Hacker News new | ask | show | jobs
by thayne 5 days ago
With large enough processes, like say a server JVM process that uses 10s of GBs of RAM, even just copying the page tables for CoW can be slow. And unless you have aggressive overcommit settings you can get an OOM on fork, even if you're just going to exec something small.

vfork helps a little, but it has a lot of restrictions on what you can do before the exec, and on unix that's basically the only place you can do things like close files, change signal masks, drop privileges or set up seccomp, etc.

1 comments

vfork() helps a LOT. The restrictions on what you can do on the child-side of vfork() are pretty much the same ones as for fork() + you must not do anything to damage the stack frame of the vfork() caller (i.e., you can't return).
> the behavior is undefined if the process created by vfork() either modifies any data other than a variable of type pid_t used to store the return value from vfork(), or returns from the function in which vfork() was called, or calls any other function before successfully calling _exit(2) or one of the exec(3) family of functions

That's a lot more restrictive. You can't use local variables, or call any functions other than _exit or execve. On linux specifically, I _think_ those restrictions are more relaxed and you can call async-signal-safe functions, however I'm not entirely clear on how relaxed that is, and as far as I understand that isn't portable.

But some of that is nonsense and incorrect. You can very much use local variables, and you'll find tons of vfork()-using code that does that and calls plenty of async-signal-safe functions.

The real restrictions are:

  - you can't damage the function call frame
    of the caller of vfork(), thus you can't
    return from it

  - you may only call async-signal-safe
    functions on the child side of vfork()
That's basically it. Yes, you'll want to call execve(2) or _exit(2) before long, but there is no time limit as to that, it's just that the whole point of calling vfork() is to make it real cheap to spawn a process, which means ultimately calling execve(2), with _exit(2) being what you do if it execve(2) fails (e.g., because ENOENT).

There is a ton of vfork()-using code that adheres to these real restrictions and has been working fine for decades.
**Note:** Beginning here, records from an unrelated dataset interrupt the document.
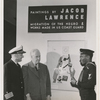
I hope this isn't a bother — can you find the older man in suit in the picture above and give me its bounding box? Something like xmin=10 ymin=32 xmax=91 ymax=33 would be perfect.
xmin=70 ymin=49 xmax=96 ymax=100
xmin=4 ymin=46 xmax=25 ymax=100
xmin=22 ymin=49 xmax=51 ymax=100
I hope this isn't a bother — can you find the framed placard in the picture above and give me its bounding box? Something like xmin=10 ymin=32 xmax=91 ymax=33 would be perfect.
xmin=28 ymin=5 xmax=87 ymax=33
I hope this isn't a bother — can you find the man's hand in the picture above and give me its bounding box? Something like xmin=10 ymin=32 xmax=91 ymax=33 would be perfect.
xmin=46 ymin=95 xmax=51 ymax=100
xmin=71 ymin=78 xmax=77 ymax=85
xmin=26 ymin=93 xmax=32 ymax=100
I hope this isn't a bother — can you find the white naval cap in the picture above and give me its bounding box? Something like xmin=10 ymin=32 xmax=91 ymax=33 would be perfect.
xmin=8 ymin=45 xmax=26 ymax=54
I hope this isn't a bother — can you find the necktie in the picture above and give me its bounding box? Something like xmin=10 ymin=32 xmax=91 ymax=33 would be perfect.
xmin=35 ymin=64 xmax=38 ymax=71
xmin=79 ymin=70 xmax=84 ymax=82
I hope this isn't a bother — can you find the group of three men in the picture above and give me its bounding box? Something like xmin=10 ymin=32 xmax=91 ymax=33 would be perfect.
xmin=4 ymin=46 xmax=96 ymax=100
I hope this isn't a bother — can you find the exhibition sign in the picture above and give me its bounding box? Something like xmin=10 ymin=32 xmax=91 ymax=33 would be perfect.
xmin=28 ymin=5 xmax=87 ymax=33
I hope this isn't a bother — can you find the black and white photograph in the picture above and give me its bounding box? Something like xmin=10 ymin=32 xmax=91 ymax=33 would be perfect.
xmin=0 ymin=0 xmax=100 ymax=100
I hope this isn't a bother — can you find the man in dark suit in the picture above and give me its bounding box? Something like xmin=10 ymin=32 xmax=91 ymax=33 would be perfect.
xmin=70 ymin=49 xmax=96 ymax=100
xmin=22 ymin=49 xmax=51 ymax=100
xmin=4 ymin=46 xmax=25 ymax=100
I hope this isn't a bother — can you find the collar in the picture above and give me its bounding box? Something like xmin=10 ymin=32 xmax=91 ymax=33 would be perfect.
xmin=11 ymin=58 xmax=17 ymax=64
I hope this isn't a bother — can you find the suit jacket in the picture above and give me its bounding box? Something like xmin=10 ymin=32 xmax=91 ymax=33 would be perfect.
xmin=22 ymin=61 xmax=51 ymax=100
xmin=4 ymin=60 xmax=24 ymax=100
xmin=71 ymin=62 xmax=96 ymax=100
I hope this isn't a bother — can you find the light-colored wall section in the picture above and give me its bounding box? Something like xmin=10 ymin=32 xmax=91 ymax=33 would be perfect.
xmin=17 ymin=0 xmax=96 ymax=63
xmin=17 ymin=0 xmax=96 ymax=100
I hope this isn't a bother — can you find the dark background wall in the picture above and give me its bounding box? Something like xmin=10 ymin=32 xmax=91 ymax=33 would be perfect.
xmin=4 ymin=0 xmax=17 ymax=63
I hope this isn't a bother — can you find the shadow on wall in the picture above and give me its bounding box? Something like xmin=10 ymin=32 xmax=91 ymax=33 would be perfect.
xmin=45 ymin=52 xmax=61 ymax=79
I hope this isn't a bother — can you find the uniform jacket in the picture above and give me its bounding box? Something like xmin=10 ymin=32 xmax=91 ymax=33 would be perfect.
xmin=22 ymin=61 xmax=51 ymax=100
xmin=71 ymin=62 xmax=96 ymax=100
xmin=4 ymin=60 xmax=24 ymax=100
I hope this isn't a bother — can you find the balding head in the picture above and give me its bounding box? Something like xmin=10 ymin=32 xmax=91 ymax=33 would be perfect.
xmin=30 ymin=49 xmax=41 ymax=65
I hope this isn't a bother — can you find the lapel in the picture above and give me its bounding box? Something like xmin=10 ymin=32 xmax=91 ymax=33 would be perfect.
xmin=29 ymin=61 xmax=39 ymax=78
xmin=38 ymin=63 xmax=43 ymax=79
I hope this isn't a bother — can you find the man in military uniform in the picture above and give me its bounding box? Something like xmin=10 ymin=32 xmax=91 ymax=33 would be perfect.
xmin=4 ymin=46 xmax=25 ymax=100
xmin=69 ymin=49 xmax=96 ymax=100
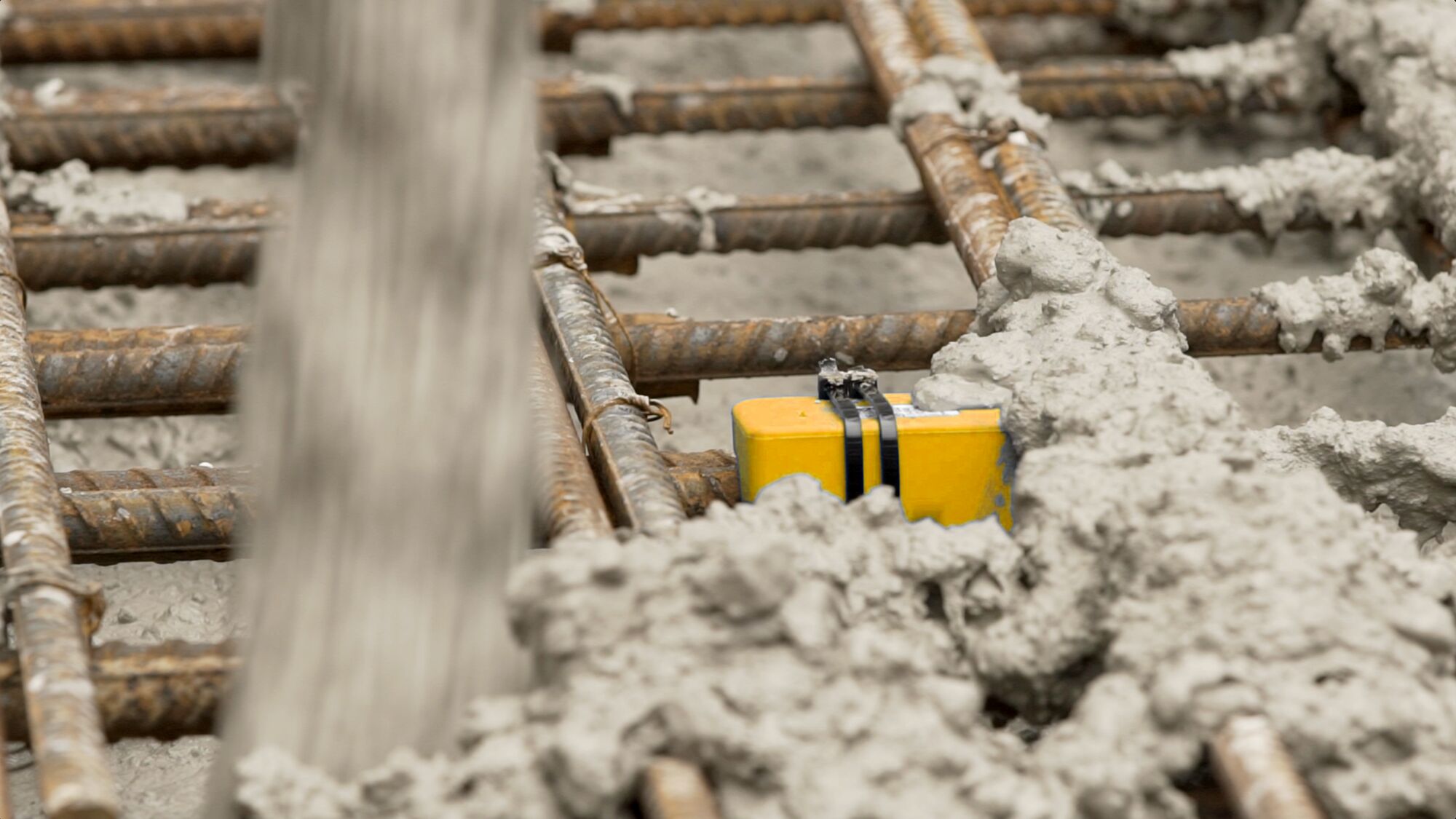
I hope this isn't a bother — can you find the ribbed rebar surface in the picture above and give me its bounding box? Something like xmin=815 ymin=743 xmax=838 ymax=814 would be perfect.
xmin=15 ymin=201 xmax=277 ymax=290
xmin=0 ymin=197 xmax=119 ymax=818
xmin=3 ymin=641 xmax=233 ymax=740
xmin=29 ymin=326 xmax=246 ymax=419
xmin=533 ymin=173 xmax=687 ymax=532
xmin=0 ymin=86 xmax=298 ymax=170
xmin=0 ymin=0 xmax=264 ymax=63
xmin=55 ymin=467 xmax=253 ymax=564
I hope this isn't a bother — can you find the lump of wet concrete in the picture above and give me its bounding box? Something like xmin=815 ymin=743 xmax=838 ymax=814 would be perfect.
xmin=916 ymin=218 xmax=1456 ymax=818
xmin=1252 ymin=406 xmax=1456 ymax=542
xmin=1166 ymin=33 xmax=1338 ymax=114
xmin=1254 ymin=248 xmax=1456 ymax=367
xmin=1294 ymin=0 xmax=1456 ymax=246
xmin=239 ymin=478 xmax=1072 ymax=819
xmin=1061 ymin=147 xmax=1417 ymax=236
xmin=4 ymin=159 xmax=188 ymax=224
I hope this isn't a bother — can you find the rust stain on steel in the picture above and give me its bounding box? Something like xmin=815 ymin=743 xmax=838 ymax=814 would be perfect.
xmin=29 ymin=326 xmax=246 ymax=419
xmin=662 ymin=449 xmax=740 ymax=518
xmin=15 ymin=201 xmax=277 ymax=290
xmin=55 ymin=467 xmax=253 ymax=564
xmin=0 ymin=0 xmax=264 ymax=63
xmin=540 ymin=60 xmax=1297 ymax=150
xmin=569 ymin=189 xmax=1329 ymax=261
xmin=530 ymin=347 xmax=612 ymax=539
xmin=539 ymin=77 xmax=885 ymax=146
xmin=0 ymin=72 xmax=1290 ymax=170
xmin=628 ymin=297 xmax=1428 ymax=384
xmin=531 ymin=167 xmax=687 ymax=532
xmin=0 ymin=204 xmax=119 ymax=818
xmin=0 ymin=641 xmax=242 ymax=740
xmin=1211 ymin=714 xmax=1325 ymax=819
xmin=906 ymin=114 xmax=1016 ymax=287
xmin=844 ymin=0 xmax=1015 ymax=285
xmin=0 ymin=86 xmax=298 ymax=170
xmin=642 ymin=756 xmax=719 ymax=819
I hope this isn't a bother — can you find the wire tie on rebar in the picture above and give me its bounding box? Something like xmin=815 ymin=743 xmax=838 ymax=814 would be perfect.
xmin=581 ymin=395 xmax=673 ymax=451
xmin=0 ymin=566 xmax=106 ymax=640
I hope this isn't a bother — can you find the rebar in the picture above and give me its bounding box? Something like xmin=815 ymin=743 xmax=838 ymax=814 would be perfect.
xmin=625 ymin=298 xmax=1428 ymax=386
xmin=533 ymin=167 xmax=687 ymax=532
xmin=0 ymin=0 xmax=264 ymax=63
xmin=540 ymin=60 xmax=1299 ymax=153
xmin=1211 ymin=714 xmax=1325 ymax=819
xmin=0 ymin=641 xmax=233 ymax=740
xmin=0 ymin=202 xmax=121 ymax=818
xmin=55 ymin=467 xmax=245 ymax=564
xmin=0 ymin=86 xmax=298 ymax=170
xmin=29 ymin=326 xmax=246 ymax=420
xmin=1178 ymin=298 xmax=1430 ymax=357
xmin=568 ymin=189 xmax=1329 ymax=261
xmin=662 ymin=449 xmax=738 ymax=518
xmin=0 ymin=181 xmax=1340 ymax=290
xmin=844 ymin=0 xmax=1015 ymax=285
xmin=0 ymin=74 xmax=1293 ymax=170
xmin=531 ymin=348 xmax=612 ymax=541
xmin=47 ymin=448 xmax=738 ymax=566
xmin=906 ymin=0 xmax=1088 ymax=233
xmin=15 ymin=201 xmax=277 ymax=290
xmin=0 ymin=0 xmax=1115 ymax=63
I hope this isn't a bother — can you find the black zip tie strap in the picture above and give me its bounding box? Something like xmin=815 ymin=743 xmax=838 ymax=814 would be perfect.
xmin=859 ymin=383 xmax=900 ymax=497
xmin=828 ymin=393 xmax=865 ymax=502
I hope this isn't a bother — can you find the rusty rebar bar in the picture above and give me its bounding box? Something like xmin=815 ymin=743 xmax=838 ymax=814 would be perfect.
xmin=47 ymin=448 xmax=738 ymax=564
xmin=0 ymin=0 xmax=1115 ymax=63
xmin=55 ymin=467 xmax=253 ymax=564
xmin=540 ymin=0 xmax=1117 ymax=51
xmin=844 ymin=0 xmax=1015 ymax=285
xmin=906 ymin=0 xmax=1088 ymax=233
xmin=662 ymin=449 xmax=738 ymax=518
xmin=626 ymin=297 xmax=1428 ymax=387
xmin=0 ymin=181 xmax=1340 ymax=290
xmin=0 ymin=86 xmax=298 ymax=170
xmin=0 ymin=0 xmax=264 ymax=63
xmin=533 ymin=169 xmax=687 ymax=532
xmin=531 ymin=347 xmax=612 ymax=541
xmin=0 ymin=641 xmax=233 ymax=740
xmin=540 ymin=60 xmax=1297 ymax=151
xmin=568 ymin=189 xmax=1329 ymax=261
xmin=14 ymin=293 xmax=1428 ymax=422
xmin=0 ymin=71 xmax=1291 ymax=170
xmin=29 ymin=326 xmax=246 ymax=420
xmin=15 ymin=201 xmax=277 ymax=290
xmin=1210 ymin=714 xmax=1325 ymax=819
xmin=0 ymin=197 xmax=121 ymax=818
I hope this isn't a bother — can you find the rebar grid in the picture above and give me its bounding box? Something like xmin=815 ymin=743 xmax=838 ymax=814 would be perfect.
xmin=533 ymin=167 xmax=686 ymax=532
xmin=0 ymin=202 xmax=121 ymax=818
xmin=0 ymin=0 xmax=1433 ymax=819
xmin=0 ymin=67 xmax=1296 ymax=170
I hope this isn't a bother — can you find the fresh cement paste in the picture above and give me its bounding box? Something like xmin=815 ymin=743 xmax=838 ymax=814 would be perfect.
xmin=1061 ymin=147 xmax=1418 ymax=236
xmin=916 ymin=218 xmax=1456 ymax=818
xmin=1166 ymin=33 xmax=1338 ymax=114
xmin=239 ymin=478 xmax=1075 ymax=819
xmin=1294 ymin=0 xmax=1456 ymax=246
xmin=4 ymin=159 xmax=188 ymax=224
xmin=239 ymin=218 xmax=1456 ymax=819
xmin=1254 ymin=248 xmax=1456 ymax=373
xmin=1254 ymin=406 xmax=1456 ymax=545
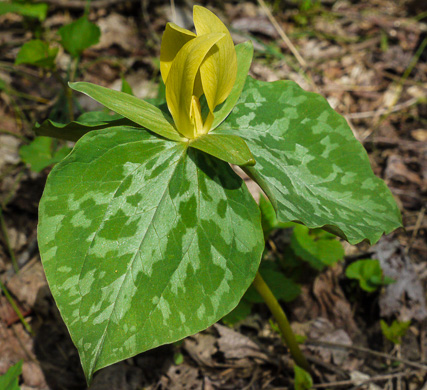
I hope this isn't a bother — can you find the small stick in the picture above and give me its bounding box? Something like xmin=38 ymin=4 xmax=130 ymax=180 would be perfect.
xmin=304 ymin=340 xmax=427 ymax=371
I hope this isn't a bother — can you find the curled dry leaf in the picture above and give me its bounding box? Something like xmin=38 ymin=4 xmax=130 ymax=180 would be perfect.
xmin=373 ymin=236 xmax=427 ymax=321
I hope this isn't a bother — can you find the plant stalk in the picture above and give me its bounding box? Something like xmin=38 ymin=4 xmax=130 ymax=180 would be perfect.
xmin=252 ymin=272 xmax=312 ymax=373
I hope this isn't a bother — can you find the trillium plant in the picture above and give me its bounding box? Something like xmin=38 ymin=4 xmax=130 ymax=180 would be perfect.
xmin=36 ymin=6 xmax=401 ymax=383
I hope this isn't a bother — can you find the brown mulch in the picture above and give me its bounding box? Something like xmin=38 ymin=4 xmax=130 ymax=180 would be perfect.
xmin=0 ymin=0 xmax=427 ymax=390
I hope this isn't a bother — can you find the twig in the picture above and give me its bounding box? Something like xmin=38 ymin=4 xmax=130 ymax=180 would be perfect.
xmin=304 ymin=340 xmax=427 ymax=371
xmin=44 ymin=0 xmax=139 ymax=9
xmin=312 ymin=372 xmax=410 ymax=390
xmin=258 ymin=0 xmax=307 ymax=68
xmin=252 ymin=272 xmax=312 ymax=373
xmin=344 ymin=97 xmax=420 ymax=119
xmin=0 ymin=281 xmax=35 ymax=336
xmin=405 ymin=207 xmax=426 ymax=253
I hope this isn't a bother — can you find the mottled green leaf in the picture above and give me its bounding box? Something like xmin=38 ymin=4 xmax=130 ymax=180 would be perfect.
xmin=0 ymin=360 xmax=22 ymax=390
xmin=15 ymin=39 xmax=58 ymax=69
xmin=214 ymin=78 xmax=401 ymax=244
xmin=212 ymin=41 xmax=254 ymax=129
xmin=294 ymin=364 xmax=313 ymax=390
xmin=70 ymin=82 xmax=183 ymax=141
xmin=58 ymin=16 xmax=101 ymax=57
xmin=19 ymin=137 xmax=71 ymax=172
xmin=33 ymin=111 xmax=136 ymax=141
xmin=380 ymin=320 xmax=411 ymax=344
xmin=0 ymin=1 xmax=48 ymax=22
xmin=38 ymin=127 xmax=264 ymax=382
xmin=222 ymin=298 xmax=252 ymax=326
xmin=190 ymin=134 xmax=255 ymax=166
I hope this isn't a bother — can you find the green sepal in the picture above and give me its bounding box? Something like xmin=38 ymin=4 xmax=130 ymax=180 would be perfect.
xmin=38 ymin=127 xmax=264 ymax=383
xmin=211 ymin=41 xmax=254 ymax=130
xmin=189 ymin=133 xmax=255 ymax=166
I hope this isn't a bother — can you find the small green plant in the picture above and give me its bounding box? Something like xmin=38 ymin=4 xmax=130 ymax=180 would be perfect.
xmin=19 ymin=137 xmax=71 ymax=172
xmin=37 ymin=6 xmax=401 ymax=383
xmin=345 ymin=259 xmax=395 ymax=292
xmin=380 ymin=320 xmax=411 ymax=344
xmin=0 ymin=360 xmax=22 ymax=390
xmin=0 ymin=0 xmax=48 ymax=22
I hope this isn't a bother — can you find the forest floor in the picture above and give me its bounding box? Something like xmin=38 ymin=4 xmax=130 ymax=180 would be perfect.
xmin=0 ymin=0 xmax=427 ymax=390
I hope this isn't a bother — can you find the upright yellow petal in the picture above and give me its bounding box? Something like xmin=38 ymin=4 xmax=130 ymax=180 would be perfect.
xmin=160 ymin=23 xmax=196 ymax=84
xmin=193 ymin=6 xmax=237 ymax=112
xmin=166 ymin=33 xmax=224 ymax=139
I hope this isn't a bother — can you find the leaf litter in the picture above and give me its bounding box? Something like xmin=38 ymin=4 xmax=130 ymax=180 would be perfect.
xmin=0 ymin=0 xmax=427 ymax=390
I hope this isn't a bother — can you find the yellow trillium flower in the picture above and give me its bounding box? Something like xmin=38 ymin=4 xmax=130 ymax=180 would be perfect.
xmin=160 ymin=6 xmax=237 ymax=139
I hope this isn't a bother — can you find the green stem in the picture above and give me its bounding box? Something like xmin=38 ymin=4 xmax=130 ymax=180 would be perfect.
xmin=0 ymin=281 xmax=34 ymax=336
xmin=252 ymin=272 xmax=312 ymax=372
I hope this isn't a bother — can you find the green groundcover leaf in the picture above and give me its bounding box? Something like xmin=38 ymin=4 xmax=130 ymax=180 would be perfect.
xmin=19 ymin=137 xmax=71 ymax=172
xmin=33 ymin=112 xmax=137 ymax=141
xmin=15 ymin=39 xmax=58 ymax=69
xmin=214 ymin=78 xmax=401 ymax=244
xmin=58 ymin=16 xmax=101 ymax=57
xmin=38 ymin=127 xmax=264 ymax=382
xmin=0 ymin=360 xmax=22 ymax=390
xmin=0 ymin=1 xmax=48 ymax=22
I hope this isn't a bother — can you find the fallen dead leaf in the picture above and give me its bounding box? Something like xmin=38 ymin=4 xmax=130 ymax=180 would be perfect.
xmin=372 ymin=235 xmax=427 ymax=321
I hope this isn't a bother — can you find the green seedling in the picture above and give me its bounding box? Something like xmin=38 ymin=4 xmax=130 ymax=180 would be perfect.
xmin=38 ymin=6 xmax=401 ymax=383
xmin=345 ymin=259 xmax=395 ymax=292
xmin=19 ymin=137 xmax=71 ymax=172
xmin=380 ymin=320 xmax=411 ymax=344
xmin=0 ymin=1 xmax=48 ymax=22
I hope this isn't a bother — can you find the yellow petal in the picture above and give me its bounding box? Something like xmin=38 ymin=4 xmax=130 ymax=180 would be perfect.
xmin=160 ymin=23 xmax=196 ymax=84
xmin=166 ymin=33 xmax=224 ymax=139
xmin=193 ymin=5 xmax=237 ymax=112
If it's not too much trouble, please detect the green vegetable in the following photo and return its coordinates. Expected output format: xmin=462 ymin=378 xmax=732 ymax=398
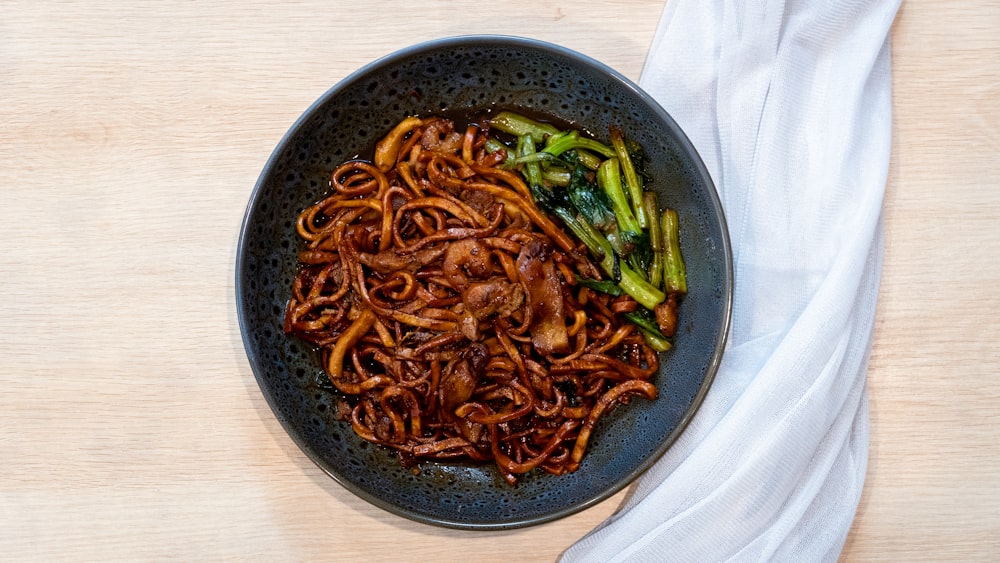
xmin=490 ymin=111 xmax=559 ymax=141
xmin=487 ymin=111 xmax=686 ymax=318
xmin=611 ymin=127 xmax=649 ymax=230
xmin=642 ymin=192 xmax=665 ymax=287
xmin=597 ymin=157 xmax=642 ymax=236
xmin=543 ymin=131 xmax=615 ymax=157
xmin=661 ymin=209 xmax=687 ymax=293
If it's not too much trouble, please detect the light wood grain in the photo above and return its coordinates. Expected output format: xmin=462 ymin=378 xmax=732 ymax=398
xmin=0 ymin=0 xmax=1000 ymax=562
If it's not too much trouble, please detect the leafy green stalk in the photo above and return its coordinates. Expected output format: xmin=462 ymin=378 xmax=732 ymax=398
xmin=490 ymin=111 xmax=559 ymax=141
xmin=611 ymin=127 xmax=649 ymax=229
xmin=532 ymin=185 xmax=666 ymax=309
xmin=516 ymin=134 xmax=542 ymax=186
xmin=661 ymin=209 xmax=687 ymax=294
xmin=642 ymin=192 xmax=664 ymax=287
xmin=597 ymin=157 xmax=642 ymax=232
xmin=566 ymin=160 xmax=618 ymax=233
xmin=542 ymin=131 xmax=615 ymax=158
xmin=623 ymin=309 xmax=671 ymax=352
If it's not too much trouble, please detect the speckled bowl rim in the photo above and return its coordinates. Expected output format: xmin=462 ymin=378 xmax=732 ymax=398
xmin=235 ymin=34 xmax=734 ymax=530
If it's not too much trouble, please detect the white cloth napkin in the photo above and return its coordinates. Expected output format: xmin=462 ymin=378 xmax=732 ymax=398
xmin=564 ymin=0 xmax=900 ymax=563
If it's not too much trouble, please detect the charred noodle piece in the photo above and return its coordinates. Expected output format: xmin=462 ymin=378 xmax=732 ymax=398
xmin=375 ymin=117 xmax=424 ymax=172
xmin=284 ymin=117 xmax=666 ymax=484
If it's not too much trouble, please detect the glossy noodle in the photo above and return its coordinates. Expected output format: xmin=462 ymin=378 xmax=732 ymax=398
xmin=285 ymin=113 xmax=659 ymax=484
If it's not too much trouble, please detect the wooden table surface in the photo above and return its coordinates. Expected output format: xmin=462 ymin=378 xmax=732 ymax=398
xmin=0 ymin=0 xmax=1000 ymax=562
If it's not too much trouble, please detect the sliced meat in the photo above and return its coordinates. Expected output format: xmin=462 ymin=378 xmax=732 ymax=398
xmin=517 ymin=240 xmax=570 ymax=355
xmin=358 ymin=245 xmax=444 ymax=274
xmin=462 ymin=278 xmax=524 ymax=320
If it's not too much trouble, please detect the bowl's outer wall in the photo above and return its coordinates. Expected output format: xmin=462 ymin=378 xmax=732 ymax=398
xmin=236 ymin=37 xmax=732 ymax=529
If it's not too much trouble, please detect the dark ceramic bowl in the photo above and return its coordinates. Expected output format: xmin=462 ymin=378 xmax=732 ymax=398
xmin=236 ymin=36 xmax=733 ymax=529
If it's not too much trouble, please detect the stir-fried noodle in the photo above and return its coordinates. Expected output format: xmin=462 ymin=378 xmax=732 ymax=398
xmin=285 ymin=117 xmax=659 ymax=484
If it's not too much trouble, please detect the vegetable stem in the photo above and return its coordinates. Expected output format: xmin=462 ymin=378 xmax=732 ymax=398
xmin=661 ymin=209 xmax=687 ymax=294
xmin=611 ymin=127 xmax=649 ymax=229
xmin=597 ymin=157 xmax=642 ymax=232
xmin=490 ymin=111 xmax=559 ymax=141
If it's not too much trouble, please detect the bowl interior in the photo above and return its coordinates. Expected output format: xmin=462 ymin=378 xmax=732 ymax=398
xmin=236 ymin=36 xmax=732 ymax=529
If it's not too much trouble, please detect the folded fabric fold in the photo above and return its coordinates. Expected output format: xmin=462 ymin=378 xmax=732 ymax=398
xmin=564 ymin=0 xmax=899 ymax=562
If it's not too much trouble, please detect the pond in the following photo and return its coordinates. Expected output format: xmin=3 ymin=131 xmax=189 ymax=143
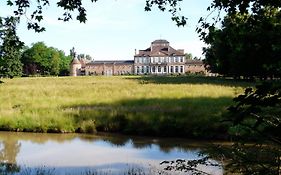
xmin=0 ymin=132 xmax=223 ymax=175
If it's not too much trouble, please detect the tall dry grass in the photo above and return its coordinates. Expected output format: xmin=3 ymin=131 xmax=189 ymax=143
xmin=0 ymin=76 xmax=250 ymax=136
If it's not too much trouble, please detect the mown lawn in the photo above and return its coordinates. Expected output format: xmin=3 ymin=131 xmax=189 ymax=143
xmin=0 ymin=76 xmax=253 ymax=137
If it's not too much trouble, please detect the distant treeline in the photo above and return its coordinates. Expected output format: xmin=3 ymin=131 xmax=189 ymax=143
xmin=20 ymin=42 xmax=71 ymax=76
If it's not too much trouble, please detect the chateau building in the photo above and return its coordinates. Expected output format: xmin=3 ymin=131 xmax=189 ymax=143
xmin=70 ymin=40 xmax=207 ymax=76
xmin=134 ymin=40 xmax=185 ymax=74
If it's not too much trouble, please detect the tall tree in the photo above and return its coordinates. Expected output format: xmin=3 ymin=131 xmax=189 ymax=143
xmin=0 ymin=17 xmax=24 ymax=78
xmin=201 ymin=7 xmax=281 ymax=78
xmin=21 ymin=42 xmax=71 ymax=75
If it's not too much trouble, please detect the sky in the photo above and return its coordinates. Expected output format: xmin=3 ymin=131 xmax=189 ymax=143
xmin=0 ymin=0 xmax=211 ymax=60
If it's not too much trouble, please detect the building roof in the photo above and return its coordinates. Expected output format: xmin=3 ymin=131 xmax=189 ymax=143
xmin=152 ymin=39 xmax=169 ymax=44
xmin=135 ymin=39 xmax=184 ymax=57
xmin=71 ymin=58 xmax=81 ymax=64
xmin=186 ymin=59 xmax=204 ymax=64
xmin=87 ymin=60 xmax=134 ymax=64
That includes several posix_spawn() implementations, the C shell, etc.

I demand evidence that this part: "the behavior is undefined if the process created by vfork() either modifies any data other than a variable of type pid_t used to store the return value from vfork()" is remotely true. That evidence must be of the form of bug reports that were accepted and which stand to scrutiny.

I've never found any such evidence. Have you?

Meanwhile I have a proof by existence that vfork() is safe used much more liberally than you say it may be used.

> You can't use local variables, or call any functions other than _exit or execve.

There are other async-signal-safe functions, and they get used routinely by posix_spawn() and other code to do child-side setup before execve(2), including: I/O redirection, process group setup, signal handling changes, etc.